RobertJul 23, 2025, 04:22 PM

【PCauto】Chinese EV maker BYD is rethinking its production strategy in Europe. The company’s new plant in Szeged, Hungary will not begin mass production until 2026. In the early phase, it will only produce tens of thousands of vehicles per year, which is much lower than the planned capacity of 150,000.

At the same time, BYD is speeding up its plans in Turkey. The factory there is expected to produce well above the original target of 150,000 units annually.

BYD Shifts Production Plans for Hungary and Turkey Plants

BYD's €4 billion plant in Szeged, Hungary was originally scheduled to start installing production equipment in September 2025. However, recent delays mean the facility will not reach full production capacity even by 2027.

There are currently two different reports about which models will be built.
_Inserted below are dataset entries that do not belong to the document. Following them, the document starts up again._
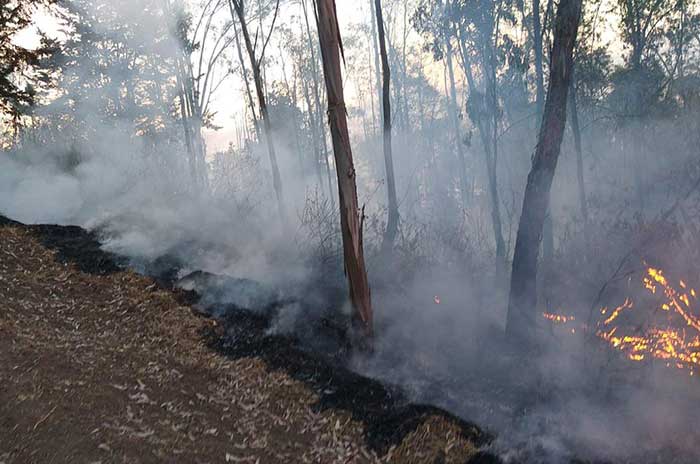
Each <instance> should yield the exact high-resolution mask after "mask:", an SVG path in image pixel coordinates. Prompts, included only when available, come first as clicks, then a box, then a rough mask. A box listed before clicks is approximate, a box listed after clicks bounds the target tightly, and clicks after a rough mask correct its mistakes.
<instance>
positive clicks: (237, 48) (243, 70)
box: [233, 22, 262, 142]
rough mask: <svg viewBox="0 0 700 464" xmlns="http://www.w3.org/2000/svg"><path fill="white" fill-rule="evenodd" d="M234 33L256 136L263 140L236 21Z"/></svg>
mask: <svg viewBox="0 0 700 464" xmlns="http://www.w3.org/2000/svg"><path fill="white" fill-rule="evenodd" d="M233 33H234V36H235V39H236V51H237V52H238V60H239V61H240V62H241V71H242V74H243V82H245V91H246V95H247V97H248V106H249V107H250V113H251V114H252V115H253V128H254V129H255V137H256V138H257V141H258V142H261V141H262V137H260V126H258V115H257V114H255V102H254V101H253V93H252V92H251V90H250V82H249V81H248V69H247V68H246V66H245V60H244V59H243V51H242V50H241V41H240V39H239V38H238V28H236V24H235V22H234V25H233Z"/></svg>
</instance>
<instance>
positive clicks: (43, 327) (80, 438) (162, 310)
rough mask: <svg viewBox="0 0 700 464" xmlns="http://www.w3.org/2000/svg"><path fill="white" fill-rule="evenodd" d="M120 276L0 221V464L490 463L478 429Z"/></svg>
mask: <svg viewBox="0 0 700 464" xmlns="http://www.w3.org/2000/svg"><path fill="white" fill-rule="evenodd" d="M120 264H121V263H120V262H119V259H118V258H117V257H116V256H113V255H110V254H108V253H105V252H103V251H102V250H101V249H100V246H99V242H98V240H97V237H96V236H95V235H93V234H91V233H88V232H86V231H84V230H82V229H80V228H76V227H59V226H24V225H22V224H19V223H15V222H12V221H10V220H7V219H4V218H2V217H0V463H2V464H10V463H29V462H39V463H48V462H57V463H60V462H71V463H72V462H86V463H87V462H91V463H93V462H94V463H96V462H100V463H111V462H115V463H116V462H129V463H141V462H188V463H190V462H191V463H205V462H234V463H239V462H241V463H274V462H288V463H297V462H319V463H332V462H342V463H355V462H357V463H364V462H407V463H471V464H475V463H486V462H495V459H494V458H493V457H492V456H490V455H488V454H486V453H481V452H479V451H478V448H479V447H480V446H481V445H484V444H485V443H487V441H488V439H489V437H488V436H487V435H486V434H485V433H483V432H482V431H480V430H479V429H478V427H476V426H474V425H472V424H469V423H466V422H464V421H462V420H460V419H458V418H456V417H454V416H452V415H450V414H448V413H446V412H445V411H442V410H439V409H437V408H433V407H429V406H421V405H412V404H410V403H408V402H407V401H406V400H405V399H404V398H403V396H402V394H401V392H400V391H399V390H397V389H395V388H390V387H386V386H384V385H382V384H380V383H378V382H376V381H373V380H370V379H367V378H364V377H361V376H358V375H356V374H353V373H351V372H349V371H347V370H346V369H344V368H342V367H340V366H337V365H334V364H332V363H331V362H329V361H328V360H326V359H323V358H320V357H316V356H314V355H313V354H311V353H309V352H307V351H304V350H302V349H301V348H299V347H298V346H297V343H296V342H295V341H294V340H293V339H292V338H289V337H284V336H277V335H269V334H268V331H267V328H268V326H269V323H270V321H269V319H267V318H266V317H265V316H264V315H263V314H261V313H253V312H248V311H234V312H229V313H227V314H228V315H227V316H226V318H225V319H219V320H215V319H211V318H207V317H203V316H202V315H201V313H200V312H199V311H196V310H194V309H193V307H192V306H191V303H192V302H193V300H192V295H190V294H185V293H183V292H181V291H173V290H171V289H168V288H165V287H163V286H161V285H159V284H157V283H156V282H155V281H154V280H153V279H151V278H149V277H144V276H142V275H139V274H137V273H135V272H133V271H130V270H123V269H122V267H121V266H120Z"/></svg>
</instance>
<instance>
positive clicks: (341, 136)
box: [317, 0, 373, 348]
mask: <svg viewBox="0 0 700 464" xmlns="http://www.w3.org/2000/svg"><path fill="white" fill-rule="evenodd" d="M317 1H318V4H317V5H318V31H319V40H320V43H321V56H322V58H323V74H324V78H325V81H326V90H327V92H328V124H329V125H330V128H331V137H332V139H333V152H334V155H335V166H336V173H337V176H338V195H339V200H340V225H341V231H342V236H343V255H344V258H345V272H346V275H347V277H348V284H349V290H350V301H351V303H352V308H353V322H354V325H355V326H356V327H357V329H358V335H359V343H360V347H361V348H370V347H371V340H372V332H373V326H372V304H371V299H370V289H369V283H368V281H367V270H366V268H365V258H364V252H363V244H362V222H363V217H364V216H363V215H362V214H361V213H360V211H359V208H358V204H357V186H356V184H355V175H356V174H355V167H354V165H353V159H352V149H351V147H350V136H349V133H348V122H347V114H346V108H345V97H344V94H343V80H342V75H341V68H340V56H341V52H342V42H341V39H340V31H339V30H338V19H337V17H336V8H335V0H317Z"/></svg>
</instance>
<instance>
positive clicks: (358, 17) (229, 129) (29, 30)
mask: <svg viewBox="0 0 700 464" xmlns="http://www.w3.org/2000/svg"><path fill="white" fill-rule="evenodd" d="M372 2H373V0H336V4H337V7H338V20H339V22H340V30H341V34H342V33H343V31H349V30H350V29H351V28H352V26H353V25H354V24H358V23H365V24H368V23H369V21H370V20H371V14H370V10H369V8H370V6H371V4H372ZM606 3H607V2H606ZM606 10H607V8H605V7H603V8H601V10H600V12H601V13H600V14H601V15H603V14H605V13H603V11H606ZM225 14H226V15H228V12H225ZM300 15H301V6H300V4H299V3H298V2H296V1H294V2H286V5H285V6H283V7H282V8H281V11H280V16H279V18H278V25H282V24H285V23H290V22H291V21H292V18H293V16H297V17H298V16H300ZM226 19H228V16H226ZM312 27H313V25H312ZM409 27H410V26H409ZM37 28H40V29H41V30H43V31H45V32H47V33H49V34H52V35H55V34H57V33H58V29H59V25H58V24H57V22H56V21H55V19H54V18H52V17H51V16H50V15H48V14H46V12H45V11H39V12H38V13H37V15H36V21H35V25H34V27H32V28H30V29H29V30H27V31H25V32H24V33H22V34H20V35H19V36H18V37H17V38H16V39H15V40H16V41H17V42H19V43H22V44H23V45H25V46H30V47H31V46H35V45H36V44H37V43H38V38H37V35H36V29H37ZM608 28H610V26H609V25H608ZM295 29H296V28H295ZM411 37H412V38H411V39H409V40H413V41H415V40H417V34H415V32H414V31H411ZM604 37H608V38H612V37H615V32H614V31H613V30H612V29H611V30H609V31H604ZM277 46H278V45H277V44H276V43H275V39H274V36H273V39H272V41H271V42H270V48H269V49H268V52H267V53H268V55H269V56H275V57H276V56H279V50H277V49H275V47H277ZM612 46H613V49H616V48H617V49H619V44H615V43H613V44H612ZM366 48H367V53H369V44H367V47H366ZM232 55H233V58H234V59H235V61H236V62H237V57H236V56H235V53H234V54H232ZM367 59H368V60H370V57H369V55H368V56H367ZM287 61H288V62H291V60H287ZM287 66H289V63H288V64H287ZM248 67H249V65H248ZM433 68H435V69H434V71H433V73H432V74H435V76H432V77H434V79H432V80H433V81H434V85H435V86H436V87H437V88H438V91H442V90H443V89H442V83H441V81H442V66H441V65H440V66H433ZM267 71H268V72H267V78H268V82H271V81H274V80H281V78H282V74H281V70H280V69H268V70H267ZM288 72H289V70H288ZM363 84H364V85H366V84H365V83H364V82H363ZM345 87H346V89H345V90H346V99H347V100H348V101H349V102H352V101H353V98H354V97H356V92H355V85H354V83H353V82H352V80H346V86H345ZM243 90H244V86H243V82H242V80H241V79H240V78H238V76H231V77H229V79H228V81H227V82H226V83H225V84H224V85H222V86H221V88H220V89H219V90H218V92H217V93H216V95H215V96H214V101H213V102H212V111H214V112H216V116H215V120H214V122H215V124H216V125H217V126H221V127H222V129H221V130H219V131H207V132H206V134H205V136H206V138H207V143H208V146H209V149H210V151H216V150H220V149H224V148H225V147H226V146H227V145H228V144H229V142H231V141H234V140H235V133H236V127H237V126H238V125H239V124H240V121H241V120H242V118H243V117H244V116H243V115H244V112H245V100H244V96H243V95H244V94H243Z"/></svg>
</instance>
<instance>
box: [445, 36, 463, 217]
mask: <svg viewBox="0 0 700 464" xmlns="http://www.w3.org/2000/svg"><path fill="white" fill-rule="evenodd" d="M445 58H446V60H447V74H448V77H449V79H450V108H449V114H450V119H451V120H452V129H453V130H454V132H455V143H456V144H457V164H458V166H459V189H460V190H461V194H462V195H461V196H462V208H465V209H466V207H467V201H468V200H467V192H468V188H469V183H468V182H467V164H466V161H465V160H464V146H463V145H462V133H461V131H460V130H459V116H458V114H459V104H458V103H457V88H456V85H455V73H454V67H453V65H452V43H451V42H450V38H449V37H445Z"/></svg>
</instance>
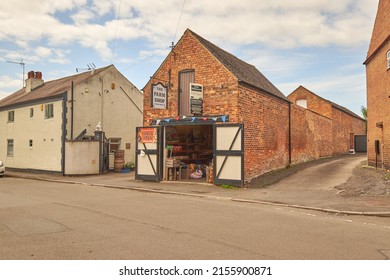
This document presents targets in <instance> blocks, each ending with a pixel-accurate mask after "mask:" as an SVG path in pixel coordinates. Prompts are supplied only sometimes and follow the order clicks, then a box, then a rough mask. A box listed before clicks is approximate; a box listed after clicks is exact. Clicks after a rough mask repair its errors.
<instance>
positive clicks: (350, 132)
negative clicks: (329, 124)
mask: <svg viewBox="0 0 390 280" xmlns="http://www.w3.org/2000/svg"><path fill="white" fill-rule="evenodd" d="M332 115H333V118H332V119H333V147H334V151H333V153H334V154H335V155H340V154H347V153H348V152H349V150H350V134H351V133H353V134H354V135H365V134H366V123H365V122H364V121H363V120H360V119H357V118H354V117H352V116H351V115H349V114H346V113H344V112H343V111H340V110H338V109H336V108H334V107H333V113H332Z"/></svg>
One suggests the plant will produce the Atto 3, Dolphin, and the budget-friendly Seagull. The other says it will focus on the Atto 2, Atto 3, and Dolphin.

In Manisa, Turkey, where labor costs are lower, BYD is moving faster. Its €852 million plant will begin operations ahead of schedule. Insiders say production in 2027 will go far beyond 150,000 units. Another major capacity increase is planned for 2028.
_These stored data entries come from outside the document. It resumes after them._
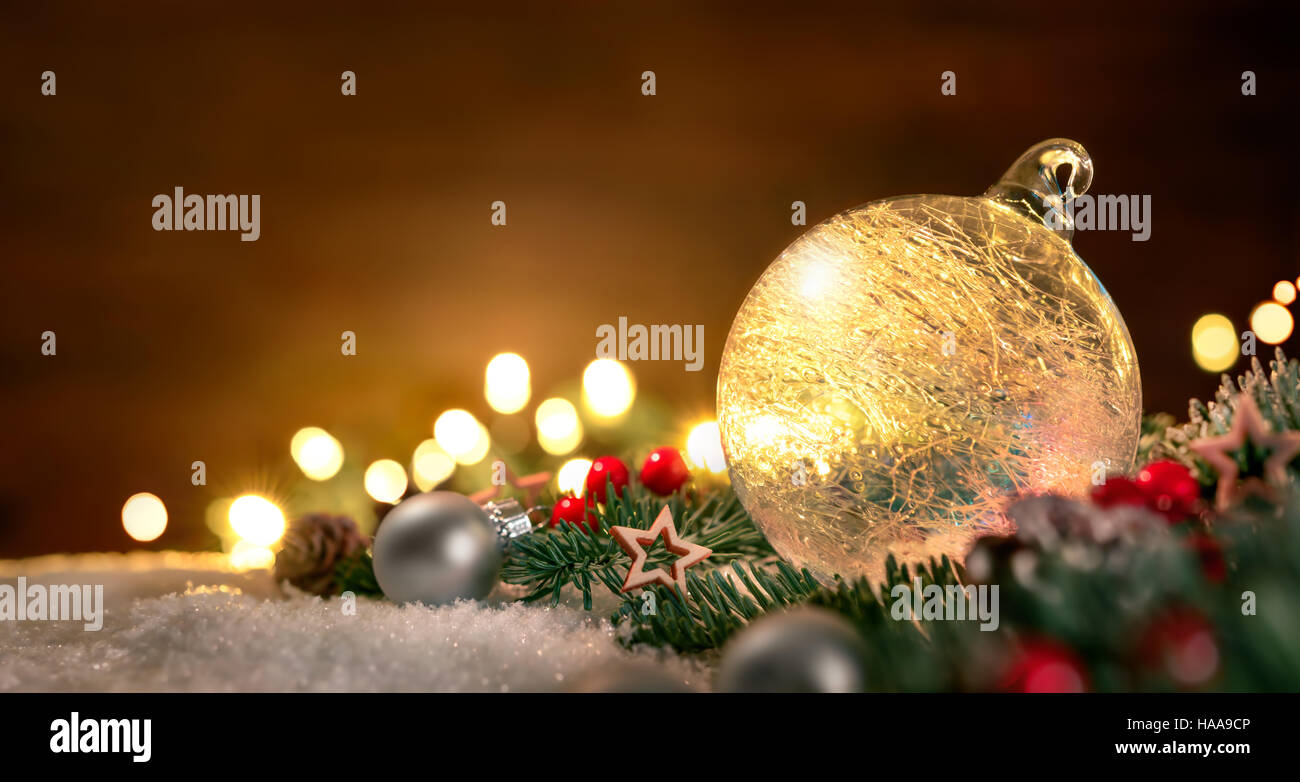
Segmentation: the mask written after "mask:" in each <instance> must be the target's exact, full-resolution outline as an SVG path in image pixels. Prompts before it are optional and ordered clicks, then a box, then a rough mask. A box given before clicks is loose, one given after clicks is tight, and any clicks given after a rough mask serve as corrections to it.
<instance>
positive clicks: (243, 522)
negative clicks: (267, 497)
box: [229, 494, 285, 546]
mask: <svg viewBox="0 0 1300 782" xmlns="http://www.w3.org/2000/svg"><path fill="white" fill-rule="evenodd" d="M229 516H230V529H231V530H234V531H235V534H237V535H239V538H240V539H243V540H247V542H250V543H252V544H255V546H270V544H272V543H274V542H276V540H279V538H281V535H283V534H285V514H283V512H282V511H281V509H279V508H277V507H276V504H274V503H272V501H270V500H268V499H266V498H263V496H257V495H255V494H246V495H243V496H240V498H238V499H235V501H233V503H230V513H229Z"/></svg>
Confirmed models for the Turkish plant include the all-electric Seal U and Sealion 5, along with the plug-in hybrid versions Seal U DM-i and Seal 06 DM-i.

EU Tariffs Behind BYD’s Shift in Production Strategy

BYD vehicles shipped to Europe currently face a 27 percent import tariff. This includes a 10 percent base tariff and an additional 17 percent anti-subsidy duty.

Thanks to its customs union agreement with the EU, Turkey has become a key workaround for avoiding these extra costs.

The EU had hoped the tariffs would encourage Chinese carmakers to set up factories in Europe and create more high-paying local jobs. But BYD’s move suggests a different outcome, dealing a blow to the original plan.

BYD’s Production Shift Marks a Strategic Pivot in Europe

BYD is restructuring its European operations to fix earlier mistakes. These include a weak dealership network, a lack of local leadership, and an overreliance on hybrid models in markets that prefer fully electric cars.

Despite those setbacks, demand is still growing. BYD expects to sell 186,000 vehicles in Europe this year, doubling its 2024 numbers. By 2029, sales could surpass 400,000 units.

The company’s move shows how tough the European market is for Chinese automakers. They must avoid trade barriers while dealing with high labor and energy costs. With its mature auto industry and lower expenses, Turkey is quickly becoming a new base for expansion.

Chery Automobile has also announced an $852 million investment to build a factory in Turkey. The plant will have an annual capacity of 200,000 vehicles.

Toyota, Stellantis, Ford, and other global automakers have already set up production bases in the country, taking advantage of its strong supply chain and cost benefits.